Hi ZPDM --

I like your video and the information I am seeing on the results. I see that the capacitor marked as 100 ufd @ 400 volts being used at far less voltages then the rating is one of the factors for the great results. When using a capacitor for keeping a smaller voltage longer you need to use a far greater rated capacitor. Now the 1 ufd Orange Drop type capacitor I believe is a capacitor rated at 400 volts to 600 volts but I may be wrong on my guess. You can let me know what that voltage rating is. The other variable which is unknown is the coil value. Could you tell me the wire gauge and measure the resistance of that coil? If you have a LCR meter I would like to know the exact measurement at 10KHz frequency or more depending on your LCR meter if you own one. It would be nice to see the results with this type of capacitor below to see if it holds a charge longer then a Orange Drop type Capacitor.

Polypropylene capacitor applications

PP capacitors find uses in many areas of electronics. Although only available in leaded versions they are still widely used.

They are seen in many applications:

• High power / High AC voltage circuit applications.
• Circuits with high peak current levels.
• High frequency resonant circuits.
• Precision timing circuits.
• Lighting ballast systems.
• Switching power supplies.
• Sample and hold circuits.
• Premium audio applications where many enthusiast believe they offer better performance and hence a better sound quality.
• High frequency pulse discharge circuits
• Energy storage circuits - their high resistance enables low levels of self discharge.

https://www.mouser.com/ProductDetail/KEMET/PHE450PR7100JR02R06L2?qs=lyRJTFulC0ai84TAL1d6eQ%3D %3D

Information PDF on this type of capacitor.

https://pdfs.semanticscholar.org/679...64450ebfdd.pdf


-- James

HI James,

Glad you like the video and are enjoying the results. You are correct the 100uF is a 400 volt cap, the 1 uF is a, would need to double check, but I believe a 640 volt film capacitor. I will measure the coil resistance and capacitance and get back to you with that. Was thinking of moving on but will spend some more time on this as you bring up some good questions. One thing I will tell you is I don't think this is a finicky finding at all, but fair enough, I am not certain and really should confirm that. What I would say is I am 99.99% certain you can generalize this. If you discharge 1 cap directly into another they, of course, both equalize to the same voltage.
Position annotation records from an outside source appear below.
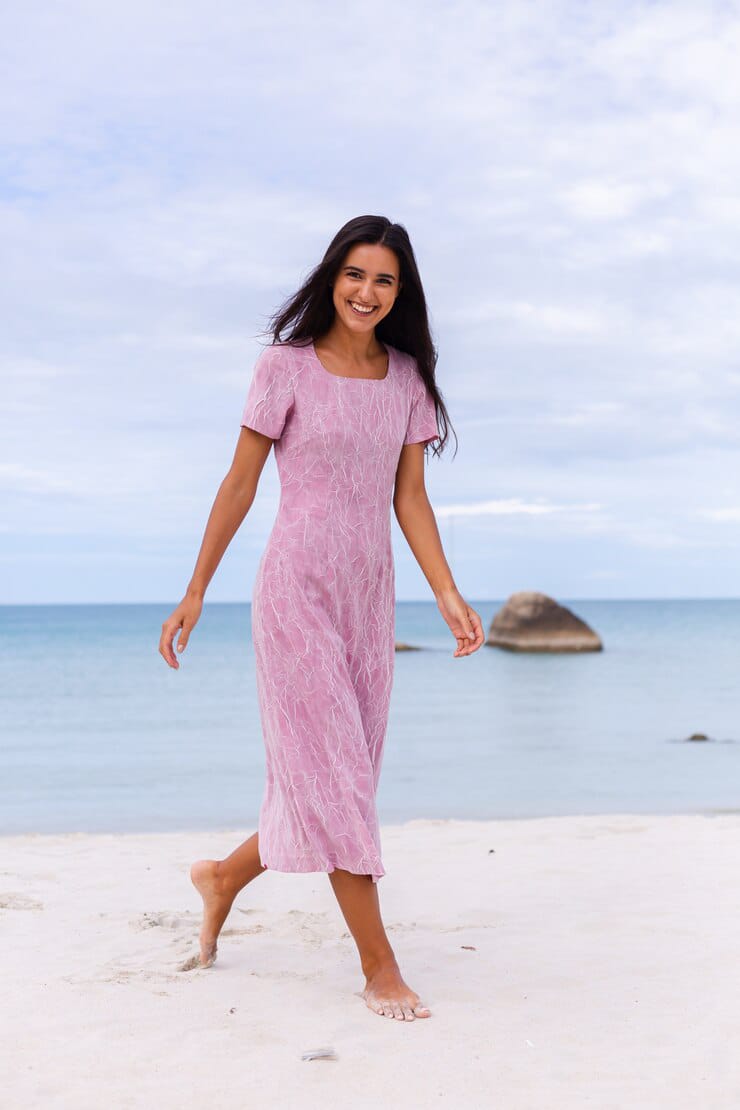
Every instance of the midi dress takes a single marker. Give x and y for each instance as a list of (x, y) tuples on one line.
[(323, 605)]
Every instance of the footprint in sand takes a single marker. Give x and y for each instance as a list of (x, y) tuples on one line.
[(165, 920), (12, 900)]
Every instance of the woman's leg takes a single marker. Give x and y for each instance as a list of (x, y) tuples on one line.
[(385, 991), (219, 881)]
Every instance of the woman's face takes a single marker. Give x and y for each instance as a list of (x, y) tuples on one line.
[(366, 285)]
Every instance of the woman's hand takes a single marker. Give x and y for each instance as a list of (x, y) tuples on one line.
[(464, 622), (185, 617)]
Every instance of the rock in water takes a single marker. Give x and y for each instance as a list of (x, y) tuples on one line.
[(531, 622)]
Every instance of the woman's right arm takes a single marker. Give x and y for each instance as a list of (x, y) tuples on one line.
[(232, 503)]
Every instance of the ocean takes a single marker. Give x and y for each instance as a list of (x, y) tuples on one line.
[(98, 734)]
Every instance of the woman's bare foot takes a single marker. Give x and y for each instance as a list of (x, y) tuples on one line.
[(385, 992), (218, 898)]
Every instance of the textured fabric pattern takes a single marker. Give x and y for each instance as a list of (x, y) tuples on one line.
[(323, 607)]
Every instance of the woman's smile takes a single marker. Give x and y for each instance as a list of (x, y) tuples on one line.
[(361, 310)]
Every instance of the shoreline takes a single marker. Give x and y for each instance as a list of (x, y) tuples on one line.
[(584, 960)]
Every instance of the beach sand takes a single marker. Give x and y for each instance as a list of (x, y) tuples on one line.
[(568, 961)]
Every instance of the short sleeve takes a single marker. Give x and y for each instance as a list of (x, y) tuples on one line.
[(270, 396), (423, 416)]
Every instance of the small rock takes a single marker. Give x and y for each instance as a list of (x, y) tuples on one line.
[(533, 622)]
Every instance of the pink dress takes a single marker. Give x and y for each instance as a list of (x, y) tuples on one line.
[(323, 607)]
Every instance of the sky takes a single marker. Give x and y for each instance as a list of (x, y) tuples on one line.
[(568, 175)]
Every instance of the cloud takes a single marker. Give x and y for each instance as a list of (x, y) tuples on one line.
[(567, 175)]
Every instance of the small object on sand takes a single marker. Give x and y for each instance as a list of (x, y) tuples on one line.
[(320, 1053)]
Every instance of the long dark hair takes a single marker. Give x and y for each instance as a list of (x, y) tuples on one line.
[(310, 313)]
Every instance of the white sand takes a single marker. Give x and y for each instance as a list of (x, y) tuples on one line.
[(602, 971)]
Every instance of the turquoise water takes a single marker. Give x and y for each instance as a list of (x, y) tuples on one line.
[(100, 735)]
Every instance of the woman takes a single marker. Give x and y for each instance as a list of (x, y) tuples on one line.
[(350, 401)]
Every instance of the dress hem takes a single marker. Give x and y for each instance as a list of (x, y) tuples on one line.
[(325, 868)]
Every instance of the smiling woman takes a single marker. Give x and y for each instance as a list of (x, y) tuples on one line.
[(350, 401)]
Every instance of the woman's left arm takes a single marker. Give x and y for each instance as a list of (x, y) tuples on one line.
[(418, 525)]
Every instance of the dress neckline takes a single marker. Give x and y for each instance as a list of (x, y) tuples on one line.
[(350, 377)]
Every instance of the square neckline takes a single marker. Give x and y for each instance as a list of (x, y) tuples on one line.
[(351, 377)]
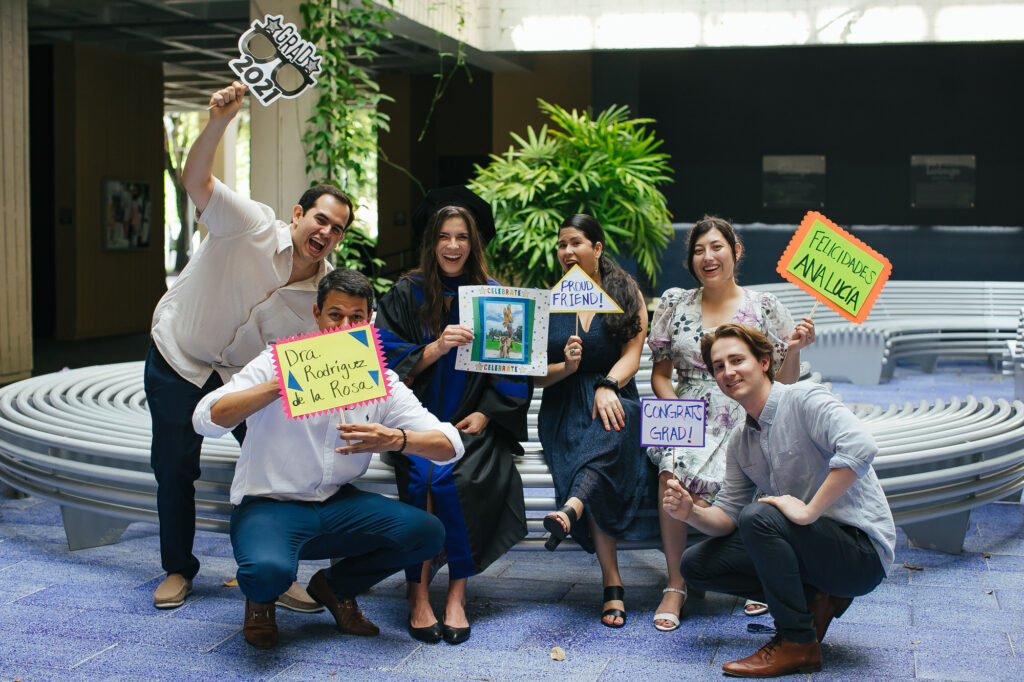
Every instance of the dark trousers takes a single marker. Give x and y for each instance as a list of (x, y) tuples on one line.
[(771, 559), (174, 458), (377, 537)]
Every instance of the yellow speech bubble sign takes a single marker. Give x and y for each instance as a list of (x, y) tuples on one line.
[(576, 292), (835, 266), (331, 370)]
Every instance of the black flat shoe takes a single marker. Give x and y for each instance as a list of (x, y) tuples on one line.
[(455, 635), (612, 593), (429, 635), (555, 527)]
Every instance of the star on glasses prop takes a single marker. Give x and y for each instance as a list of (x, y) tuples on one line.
[(274, 60)]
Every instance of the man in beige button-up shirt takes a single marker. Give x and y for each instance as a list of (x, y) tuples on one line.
[(251, 282)]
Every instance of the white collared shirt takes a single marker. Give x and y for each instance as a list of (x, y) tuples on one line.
[(231, 299), (288, 459)]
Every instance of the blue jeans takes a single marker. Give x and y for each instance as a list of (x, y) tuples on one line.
[(376, 536), (771, 559), (174, 458)]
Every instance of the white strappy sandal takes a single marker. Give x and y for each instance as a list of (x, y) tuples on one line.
[(672, 617)]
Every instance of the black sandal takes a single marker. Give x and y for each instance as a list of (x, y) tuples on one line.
[(613, 593), (554, 526)]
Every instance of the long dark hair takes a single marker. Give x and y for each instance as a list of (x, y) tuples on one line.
[(433, 313), (615, 282)]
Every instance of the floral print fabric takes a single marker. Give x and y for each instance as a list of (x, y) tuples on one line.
[(675, 335)]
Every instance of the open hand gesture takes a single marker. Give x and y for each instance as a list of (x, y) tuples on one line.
[(454, 336), (793, 508), (225, 102), (677, 501), (803, 334)]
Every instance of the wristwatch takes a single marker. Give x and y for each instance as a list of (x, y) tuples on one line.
[(606, 382)]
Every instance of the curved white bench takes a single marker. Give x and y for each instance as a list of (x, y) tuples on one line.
[(81, 438), (911, 321)]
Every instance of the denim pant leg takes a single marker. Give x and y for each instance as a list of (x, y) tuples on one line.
[(175, 458), (794, 561), (377, 536), (267, 536)]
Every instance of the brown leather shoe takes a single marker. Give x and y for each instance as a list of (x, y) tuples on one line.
[(824, 607), (260, 628), (346, 612), (778, 656)]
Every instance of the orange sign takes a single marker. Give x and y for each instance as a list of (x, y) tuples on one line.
[(835, 266)]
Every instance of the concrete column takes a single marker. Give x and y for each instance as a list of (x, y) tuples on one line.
[(278, 175), (15, 251)]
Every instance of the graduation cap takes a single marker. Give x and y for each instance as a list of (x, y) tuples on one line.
[(456, 195)]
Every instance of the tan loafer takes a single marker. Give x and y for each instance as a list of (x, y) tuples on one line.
[(345, 611), (297, 599), (260, 628), (171, 592)]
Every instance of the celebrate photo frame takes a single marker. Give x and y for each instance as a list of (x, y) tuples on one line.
[(510, 330)]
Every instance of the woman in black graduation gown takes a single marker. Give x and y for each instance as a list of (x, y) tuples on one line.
[(479, 498)]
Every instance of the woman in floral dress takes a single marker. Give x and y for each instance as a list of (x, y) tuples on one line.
[(681, 318)]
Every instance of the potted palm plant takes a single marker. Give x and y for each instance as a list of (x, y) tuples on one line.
[(607, 166)]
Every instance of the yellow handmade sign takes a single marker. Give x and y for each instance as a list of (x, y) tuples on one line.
[(578, 293), (331, 370), (835, 266)]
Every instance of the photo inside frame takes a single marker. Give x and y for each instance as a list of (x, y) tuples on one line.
[(503, 330)]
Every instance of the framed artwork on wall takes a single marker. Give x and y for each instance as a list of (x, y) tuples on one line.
[(126, 215)]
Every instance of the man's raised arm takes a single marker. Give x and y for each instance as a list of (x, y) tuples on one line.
[(198, 173)]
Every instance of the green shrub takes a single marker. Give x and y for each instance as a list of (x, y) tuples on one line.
[(605, 166)]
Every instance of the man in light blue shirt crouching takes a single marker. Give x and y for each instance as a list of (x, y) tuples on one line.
[(292, 495), (821, 535)]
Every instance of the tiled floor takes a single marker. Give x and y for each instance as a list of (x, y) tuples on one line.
[(88, 614)]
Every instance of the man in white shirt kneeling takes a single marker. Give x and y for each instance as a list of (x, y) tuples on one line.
[(292, 493)]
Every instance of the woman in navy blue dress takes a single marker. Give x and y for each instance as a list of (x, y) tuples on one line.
[(590, 416)]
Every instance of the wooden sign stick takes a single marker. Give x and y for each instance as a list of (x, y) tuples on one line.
[(345, 423)]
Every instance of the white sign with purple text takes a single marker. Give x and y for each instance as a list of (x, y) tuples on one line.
[(668, 423)]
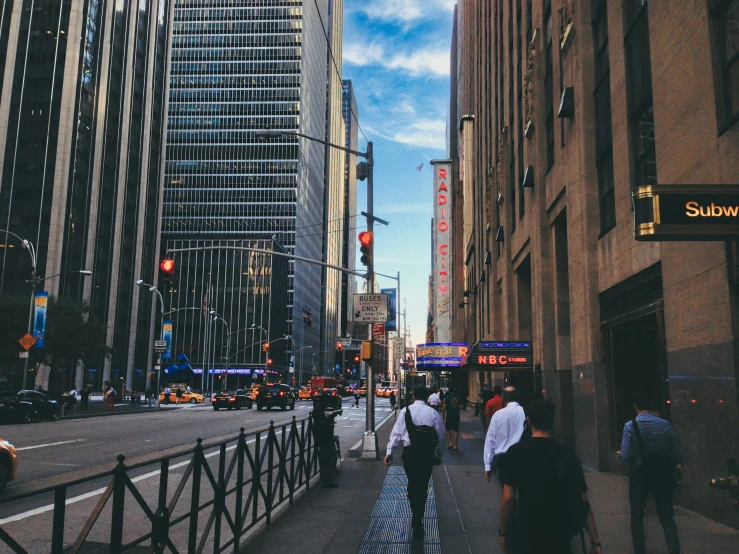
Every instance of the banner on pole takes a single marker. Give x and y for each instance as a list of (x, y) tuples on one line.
[(41, 301)]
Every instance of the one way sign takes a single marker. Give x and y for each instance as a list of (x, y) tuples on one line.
[(370, 308)]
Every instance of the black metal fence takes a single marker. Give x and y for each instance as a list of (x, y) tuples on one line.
[(225, 490)]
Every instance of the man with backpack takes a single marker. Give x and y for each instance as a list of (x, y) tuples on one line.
[(650, 446), (552, 502), (421, 432)]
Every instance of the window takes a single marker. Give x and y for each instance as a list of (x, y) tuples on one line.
[(603, 130), (639, 93), (726, 15), (549, 86)]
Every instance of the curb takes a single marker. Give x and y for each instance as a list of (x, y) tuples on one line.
[(356, 450)]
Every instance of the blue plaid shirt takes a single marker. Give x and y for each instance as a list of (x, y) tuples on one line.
[(657, 436)]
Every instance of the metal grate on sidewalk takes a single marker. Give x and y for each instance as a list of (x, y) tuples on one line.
[(389, 528)]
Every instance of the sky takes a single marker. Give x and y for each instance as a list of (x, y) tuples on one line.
[(396, 52)]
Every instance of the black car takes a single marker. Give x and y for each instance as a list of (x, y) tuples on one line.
[(231, 400), (334, 402), (27, 405), (275, 395)]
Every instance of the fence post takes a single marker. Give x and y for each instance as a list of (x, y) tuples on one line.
[(240, 445), (197, 460), (119, 495), (57, 533), (270, 460)]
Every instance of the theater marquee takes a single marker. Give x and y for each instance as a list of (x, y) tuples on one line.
[(686, 212)]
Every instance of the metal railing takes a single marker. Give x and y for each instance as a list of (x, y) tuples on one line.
[(251, 476)]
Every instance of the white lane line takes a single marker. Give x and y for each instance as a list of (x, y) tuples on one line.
[(45, 445), (98, 492)]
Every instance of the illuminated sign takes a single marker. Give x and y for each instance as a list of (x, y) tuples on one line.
[(442, 249), (447, 354), (501, 356), (686, 212)]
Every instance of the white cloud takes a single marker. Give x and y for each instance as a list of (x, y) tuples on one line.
[(405, 11), (430, 61)]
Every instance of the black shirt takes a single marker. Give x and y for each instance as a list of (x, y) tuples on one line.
[(547, 477)]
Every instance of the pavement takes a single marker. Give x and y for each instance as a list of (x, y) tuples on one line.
[(368, 512)]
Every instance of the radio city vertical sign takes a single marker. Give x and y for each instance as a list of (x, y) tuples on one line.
[(442, 249), (686, 212)]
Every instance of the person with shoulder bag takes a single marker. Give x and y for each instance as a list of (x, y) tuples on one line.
[(651, 448), (421, 432)]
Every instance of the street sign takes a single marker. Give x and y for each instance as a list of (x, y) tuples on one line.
[(370, 308), (27, 341)]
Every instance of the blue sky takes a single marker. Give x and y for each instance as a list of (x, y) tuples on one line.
[(396, 52)]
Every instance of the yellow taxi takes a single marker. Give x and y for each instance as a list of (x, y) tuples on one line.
[(8, 463), (187, 397)]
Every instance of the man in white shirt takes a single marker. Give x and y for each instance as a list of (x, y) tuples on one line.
[(504, 431), (417, 467), (434, 400)]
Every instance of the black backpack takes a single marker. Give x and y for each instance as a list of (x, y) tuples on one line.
[(424, 438)]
If you discharge one cap into another through a conducting diode and an inductor the two caps do not both end up at the same voltage once the discharge is complete. Take the 100uF cap at 20 volts discharge through conducting diode -> inductor -> 1 uF cap. The 1 uF cap goes to maybe 30 or 35 volts. The 100 uF cap also drops more to preserve conservation of charge as the small cap went to 35 volts. What I saw for the first time a week ago that surprised me is take the 1 uF cap at 20 volts discharge it into the empty 100 uF cap, the 100 UF cap goes higher than it should and the small cap goes to -14 volts! all to preserve conservation of charge.

I will diagram out either from software or by hand the 4 arrangements I am talking about, but I know the great work you and others on the board have done, I am talking about Junior High level sort of stuff here, two caps, one diode, an inductor and a switch and varying the arrangement of the diode and caps, that's all, but you see interesting behavior! As I said in the video the conducting diode preserves conservation of charge, even if this means flipping one cap negative. The blocking diode just plain violates conservation of charge to the upside. Now one thing that occurred to me that I am still trying to wrap my head around and so I should just plain gather the data but yes the conducting diode doesn't violate conservation of charge you just end up with the two caps at different voltages after discharge. So consider the following if one just plain discharges a 1 uF cap at 20 volts into a 100 uF they both end up at ((1/101)*20) or 0.198 volts. If you instead discharge the 1 uF at 20 volts through a conducting diode and inductor the 100 uF cap ends up at something like 0.337 volts and the 1 uF goes to negative 14 volts to preserve conservation of charge. Now if you flip -14 volt cap over it is at positive 14 volts. Discharge this +14 volts now into the large cap that is at 0.337 volts, the large cap (haven't done it yet) but it will go to something like 0.57 volts and the small cap to -10 volts. The problem is we now have more charge then we started with, haha. Even though each discharge followed conservation of charge, it was just the flipping of the cap that led to this, so that is probably worth confirming as it is a bit of head scratcher. Will diagram out the four approaches shown in the video and check back in. Oh, I did automate the bridging diode set-up, from a source of 20 volts you can charge a cap to 18 volts while saving about 40% or more of the charge.